There’s a very physical, down-to-earth tone about our readings today. Naaman has to travel, has to bathe in river water, to get his promised healing. And not just any river, this river, in this land, to be healed by this God. Naaman is so impressed that in the verses following he carts back two donkey loads of this earth so he can have somewhere special to pray. His own corner of a foreign land.
The story is about locality. About the special-ness of places and times. About rituals and ways of doing things. And about easy answers to hard questions.

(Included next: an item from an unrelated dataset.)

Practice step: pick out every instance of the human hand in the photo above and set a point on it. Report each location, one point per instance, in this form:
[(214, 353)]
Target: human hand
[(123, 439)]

The moral of Naaman’s story—and Jesus’s too—is that we should take God where find her, enjoy God where he finds us. And not go looking for God in all the wrong places—or worse turn down the God we do meet because somehow the encounter has been too easy. There’s a streak in us that likes our religion tough and our God to play hard to get. But the God we get today is easy, here with us, under our noses.
March 16th, 2004
‘To us, Lord, the look of shame belongs …because we have sinned against you’. The look of shame is probably all too well known to us. Who among us is ignorant of failure and falsehood and the fear of being found out? The look of shame we know too well and the God who is great and to be feared. But shame can be cosy in its own way, an escape from life and love and risk and generosity.
What the gospel asks of us is altogether more difficult than shame—it is compassion, compassion and pardon.
In place of the tit-for-tat of shame and fear there is for us the reciprocity of compassion given and received, mercy given and received, forgiveness given and received, and—hardest of all—generosity given and received. To give is challenging, to receive … embarrassing. Especially to receive the way we are called to receive—full measure, pressed down, shaken together, running over, great embarrassing laps-full of grace and goodness.
On retreat or off it, that’s the challenge: to be as generous in receiving as God is in giving.